Tribune Libre
A quand des formations à la hauteur des enjeux environnementaux et sanitaires ? Par Claire Grolleau, présidente fondatrice de Label Vie
Changement climatique, perte de biodiversité, pénurie des ressources vitales, augmentation des cancers infantiles, épidémie de bronchiolites qui saturent les urgences chaque hiver, manque criant de contact des enfants avec la nature… Quand est-ce que les référentiels de formation initiale vont inclure ces notions dans les formations des professionnels de la petite enfance ?
Nous étions le 17 septembre à la Rentrée des Pros de la petite enfance au ministère du Travail, de la Santé, des Solidarités et des Familles. Parmi les grands défis abordés lors de cette journée : la formation initiale et continue des professionnels de la petite enfance. Il est malheureux de constater que les questions de santé environnementale, de préservation des ressources et de maîtrise des pollutions ne sont presque pas abordées dans les référentiels des formations reconnues pour travailler auprès des jeunes enfants. C’est dommage et nous le savions déjà. Mais quand on parle en 2025 de ce qu’il faudrait mettre en œuvre pour améliorer les formations initiales dans la petite enfance, personne n’aborde la question de l’écologie. Personne ne fait le lien entre ces dimensions et les besoins du jeune enfant : son besoin de vivre dans un environnement sain, d’être au contact de la nature sans essuyer les craintes des adultes, de vivre dans un lieu de vie qui respecte les ressources dont il va avoir besoin pour le reste de sa vie… Ces besoins primordiaux ne sont même pas évoqués.
Amis acteurs de la petite enfance, politiques, administration, pédagogues, psychologues, sociologues… Il est temps de se réveiller ! Le jeune enfant qui est accueilli chaque jour dans les EAJE ou chez des assistantes maternelles a un besoin vital qu’on le protège des polluants qui inondent nos vies quotidiennes : dans l’air qu’il respire, l’eau qu’il boit, la nourriture qu’il ingère, les jouets qu’il utilise, sur les surfaces qu’il touche et lèche. Le jeune enfant est fragile psychiquement, mais aussi métaboliquement et physiologiquement. Le jeune enfant n’est pas qu’un « être social », il est aussi un organisme très sensible qu’il faut préserver chimiquement parlant. Ce doit être dans les priorités des professionnels qui en prennent soin tous les jours.
Le jeune enfant a un besoin vital que les adultes qui vont l’accompagner durant les 3 premières années de sa vie soient compétents sur la soutenabilité de notre vie sur terre, qu’ils sachent comment préserver les ressources qui lui seront indispensables quand il sera un jeune adulte. Les professionnels de la petite enfance doivent aussi savoir comment préparer le petit d’homme à l’avenir que nous lui avons concocté sur terre et qu’il soit préparé à vivre avec une eau plus précieuse, des sols abimés, une nature en souffrance, des déchets envahissants… Non pas en lui transférant leurs angoisses, mais en lui donnant des clés concrètes pour vivre mieux dans des conditions plus contraignantes : respecter le vivant, économiser les ressources, manger autrement, réduire ses déchets, réutiliser les objets…

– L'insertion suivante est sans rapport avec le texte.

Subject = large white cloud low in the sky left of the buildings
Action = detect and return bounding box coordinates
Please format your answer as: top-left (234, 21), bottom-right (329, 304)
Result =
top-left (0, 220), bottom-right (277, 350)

Chez Label Vie depuis 20 ans, nous observons que ces sujets mobilisent les professionnels de terrain toute formation confondue. Ils font face collectivement les crises environnementales et en font une force, un objectif qui fédère.
Alors que les filières de la petite enfance subissent un désamour de la part des jeunes :
• Il est probable que nourrir les formations diplômantes d’une approche plus durable, plus ancrée dans l’époque soit facteur d’attractivité pour les générations en train de s’engager dans la vie professionnelle.
• Il est certain que donner les outils à des étudiants pour opérer la transition écologique dans leur métier renforcera leurs motivations pour accompagner les enfants dans un futur qui les inquiète.
• Il est indispensable de tenir compte des contraintes environnementales qui existent au 21e siècle dans les métiers du soin. Cette prise en compte deviendra un vrai levier d’engagement et non une épine dans le pied des écoles et des employeurs.
Nous appelons donc à renforcer les formations initiales prioritairement sur ces sujets. Et en attendant que les référentiels soient revus, espérons que les formations continues pourront soutenir la poursuite de l’engagement essentiel de la petite enfance dans la transition écologique.